Home-page: https://github.com/abs-tudelft/vhdeps
Author: Jeroen van Straten
Author-email: j.vanstraten-1@tudelft.nl
License: Apache
Project-URL: Source, https://github.com/abs-tudelft/vhdeps
Description-Content-Type: text/markdown
Keywords: vhdl dependency analyzer simulation
Platform: UNKNOWN
Classifier: Development Status :: 3 - Alpha
Classifier: Intended Audience :: Developers
Classifier: Topic :: Software Development :: Build Tools
Classifier: License :: OSI Approved :: Apache Software License
Classifier: Programming Language :: Python :: 3
Requires-Python: >=3
Requires-Dist: plumbum


vhdeps: a VHDL file dependency analyzer
=======================================

`vhdeps` is a simple dependency analyzer for VHDL, to be used with tools that
either awkwardly or downright *don't* support automatic compile order
generation. It's quite simplistic in its VHDL parsing -- it just uses regular
expressions to match entity, component, and package declarations, uses, and
definitions and works from there -- but it should be enough for most use cases.
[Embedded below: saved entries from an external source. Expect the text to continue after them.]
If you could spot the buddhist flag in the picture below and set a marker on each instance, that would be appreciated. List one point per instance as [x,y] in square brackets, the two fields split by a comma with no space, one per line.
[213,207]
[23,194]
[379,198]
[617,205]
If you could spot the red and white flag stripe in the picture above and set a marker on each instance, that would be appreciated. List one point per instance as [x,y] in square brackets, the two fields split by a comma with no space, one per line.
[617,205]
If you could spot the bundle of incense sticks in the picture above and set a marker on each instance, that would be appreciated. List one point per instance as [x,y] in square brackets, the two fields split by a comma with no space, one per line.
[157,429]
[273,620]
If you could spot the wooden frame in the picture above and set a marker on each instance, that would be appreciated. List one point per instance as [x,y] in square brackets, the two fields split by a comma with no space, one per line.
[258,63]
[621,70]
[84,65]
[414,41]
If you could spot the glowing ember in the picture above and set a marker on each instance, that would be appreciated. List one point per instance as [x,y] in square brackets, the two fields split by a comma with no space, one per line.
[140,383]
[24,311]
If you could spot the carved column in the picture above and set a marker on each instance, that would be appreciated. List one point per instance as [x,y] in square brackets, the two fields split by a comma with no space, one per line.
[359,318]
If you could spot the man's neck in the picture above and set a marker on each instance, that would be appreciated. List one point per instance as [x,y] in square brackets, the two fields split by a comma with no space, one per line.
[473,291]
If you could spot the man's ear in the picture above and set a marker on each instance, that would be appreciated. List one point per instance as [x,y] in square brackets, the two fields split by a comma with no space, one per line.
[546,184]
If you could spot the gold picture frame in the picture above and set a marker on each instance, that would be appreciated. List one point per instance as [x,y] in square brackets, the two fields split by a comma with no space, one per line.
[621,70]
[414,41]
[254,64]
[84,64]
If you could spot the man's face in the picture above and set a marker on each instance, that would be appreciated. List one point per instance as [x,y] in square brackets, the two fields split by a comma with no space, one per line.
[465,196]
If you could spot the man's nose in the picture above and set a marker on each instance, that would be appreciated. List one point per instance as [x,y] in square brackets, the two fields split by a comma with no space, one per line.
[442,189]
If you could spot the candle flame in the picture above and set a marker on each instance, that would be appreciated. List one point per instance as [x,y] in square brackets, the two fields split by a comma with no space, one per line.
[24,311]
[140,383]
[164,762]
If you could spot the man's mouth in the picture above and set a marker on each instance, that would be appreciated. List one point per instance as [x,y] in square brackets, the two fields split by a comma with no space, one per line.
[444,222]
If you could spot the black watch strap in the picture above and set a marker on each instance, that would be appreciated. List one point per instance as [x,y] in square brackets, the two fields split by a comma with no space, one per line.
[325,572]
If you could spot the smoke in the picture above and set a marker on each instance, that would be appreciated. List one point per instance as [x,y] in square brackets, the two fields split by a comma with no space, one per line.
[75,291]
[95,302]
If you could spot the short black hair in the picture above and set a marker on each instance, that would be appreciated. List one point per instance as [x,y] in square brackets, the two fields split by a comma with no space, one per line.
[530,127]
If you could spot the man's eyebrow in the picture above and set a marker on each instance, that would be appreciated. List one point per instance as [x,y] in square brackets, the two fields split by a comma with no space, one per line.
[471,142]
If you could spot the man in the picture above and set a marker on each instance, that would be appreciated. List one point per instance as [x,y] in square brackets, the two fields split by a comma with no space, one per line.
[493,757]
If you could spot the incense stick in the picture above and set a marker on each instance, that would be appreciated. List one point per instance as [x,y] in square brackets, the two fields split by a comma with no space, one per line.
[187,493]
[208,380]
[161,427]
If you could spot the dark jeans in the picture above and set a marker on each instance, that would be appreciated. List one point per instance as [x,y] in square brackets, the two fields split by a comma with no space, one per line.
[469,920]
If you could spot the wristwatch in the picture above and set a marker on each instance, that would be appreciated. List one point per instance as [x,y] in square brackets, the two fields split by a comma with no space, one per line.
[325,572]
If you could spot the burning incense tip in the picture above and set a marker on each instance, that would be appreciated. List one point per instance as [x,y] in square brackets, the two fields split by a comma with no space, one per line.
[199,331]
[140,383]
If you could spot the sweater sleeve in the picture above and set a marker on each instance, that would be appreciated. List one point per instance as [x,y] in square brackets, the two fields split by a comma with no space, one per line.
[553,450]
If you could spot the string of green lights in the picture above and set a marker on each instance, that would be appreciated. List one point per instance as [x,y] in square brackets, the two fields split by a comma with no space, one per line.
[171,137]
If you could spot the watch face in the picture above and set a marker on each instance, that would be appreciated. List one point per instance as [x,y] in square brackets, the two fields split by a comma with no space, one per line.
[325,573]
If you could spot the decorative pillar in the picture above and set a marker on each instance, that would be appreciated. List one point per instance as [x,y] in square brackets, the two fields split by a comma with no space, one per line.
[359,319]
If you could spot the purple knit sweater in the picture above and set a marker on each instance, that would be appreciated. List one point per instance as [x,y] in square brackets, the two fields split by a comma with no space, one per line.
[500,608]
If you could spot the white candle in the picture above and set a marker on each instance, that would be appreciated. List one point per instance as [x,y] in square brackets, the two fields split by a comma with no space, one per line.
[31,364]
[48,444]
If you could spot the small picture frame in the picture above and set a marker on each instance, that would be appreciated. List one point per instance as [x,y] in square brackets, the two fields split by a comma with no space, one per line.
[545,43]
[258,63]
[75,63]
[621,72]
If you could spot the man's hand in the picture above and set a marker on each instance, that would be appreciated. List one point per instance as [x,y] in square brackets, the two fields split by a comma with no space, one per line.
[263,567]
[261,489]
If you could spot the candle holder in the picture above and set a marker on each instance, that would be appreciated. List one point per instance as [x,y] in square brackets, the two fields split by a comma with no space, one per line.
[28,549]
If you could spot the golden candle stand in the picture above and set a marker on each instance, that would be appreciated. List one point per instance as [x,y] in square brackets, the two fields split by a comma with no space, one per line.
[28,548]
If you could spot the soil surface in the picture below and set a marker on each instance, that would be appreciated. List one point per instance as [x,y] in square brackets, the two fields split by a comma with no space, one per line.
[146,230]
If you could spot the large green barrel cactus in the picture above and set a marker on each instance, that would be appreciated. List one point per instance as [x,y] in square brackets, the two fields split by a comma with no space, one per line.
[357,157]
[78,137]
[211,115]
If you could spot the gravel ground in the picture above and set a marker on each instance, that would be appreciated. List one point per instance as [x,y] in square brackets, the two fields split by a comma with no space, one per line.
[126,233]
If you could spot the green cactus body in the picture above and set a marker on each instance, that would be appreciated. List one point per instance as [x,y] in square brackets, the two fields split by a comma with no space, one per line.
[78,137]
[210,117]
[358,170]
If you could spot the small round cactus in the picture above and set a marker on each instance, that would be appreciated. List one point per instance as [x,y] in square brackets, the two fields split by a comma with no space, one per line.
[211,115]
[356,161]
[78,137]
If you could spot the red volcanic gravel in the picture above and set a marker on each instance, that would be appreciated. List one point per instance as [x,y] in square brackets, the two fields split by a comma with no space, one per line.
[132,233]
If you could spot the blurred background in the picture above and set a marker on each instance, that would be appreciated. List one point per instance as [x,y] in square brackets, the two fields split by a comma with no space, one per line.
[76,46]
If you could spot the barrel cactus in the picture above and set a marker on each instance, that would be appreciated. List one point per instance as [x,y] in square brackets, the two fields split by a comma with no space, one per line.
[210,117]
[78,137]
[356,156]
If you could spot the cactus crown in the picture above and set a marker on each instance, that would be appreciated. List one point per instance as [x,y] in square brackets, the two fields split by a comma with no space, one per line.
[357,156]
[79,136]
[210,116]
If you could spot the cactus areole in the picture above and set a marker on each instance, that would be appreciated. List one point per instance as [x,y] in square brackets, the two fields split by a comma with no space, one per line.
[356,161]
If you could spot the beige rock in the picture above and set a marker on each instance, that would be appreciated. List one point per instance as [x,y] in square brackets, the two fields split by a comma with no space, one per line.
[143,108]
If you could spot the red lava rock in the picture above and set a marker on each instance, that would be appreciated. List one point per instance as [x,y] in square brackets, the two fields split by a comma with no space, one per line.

`vhdeps` provides a generic output format so you can easily do whatever you
want with the compile order, but it also allows "targets" to be defined to do
this within `vhdeps`. At the time of writing, there are two such targets; one
that outputs a TCL script for Modelsim-compatible simulators (with a bunch of
convenience stuff like incremental compilation and batch-mode regression
testing) and one that drives a simulation with GHDL. Both of these targets do
pose the requirement that toplevel entities end in `_tc` (test case) and
terminate through event exhaustion upon success or through a
`report ... severity failure` statement or a timeout upon failure. The timeout
defaults to 1 ms, but can be overridden using a pragma statement.

Finally, `vhdeps` can do some basic style checking if you like. The rules it
can enforce for you are:

 - Each VHDL file must define exactly one entity or exactly one package.
 - VHDL package names must use the `_pkg` suffix.
 - The filename must match the name of the VHDL entity/package.

The version and simulation/synthesis "modifiers" in the VHDL filenames are used
by `vhdeps` to filter out files based on a maximum VHDL version and whether
it's targeting simulation or synthesis.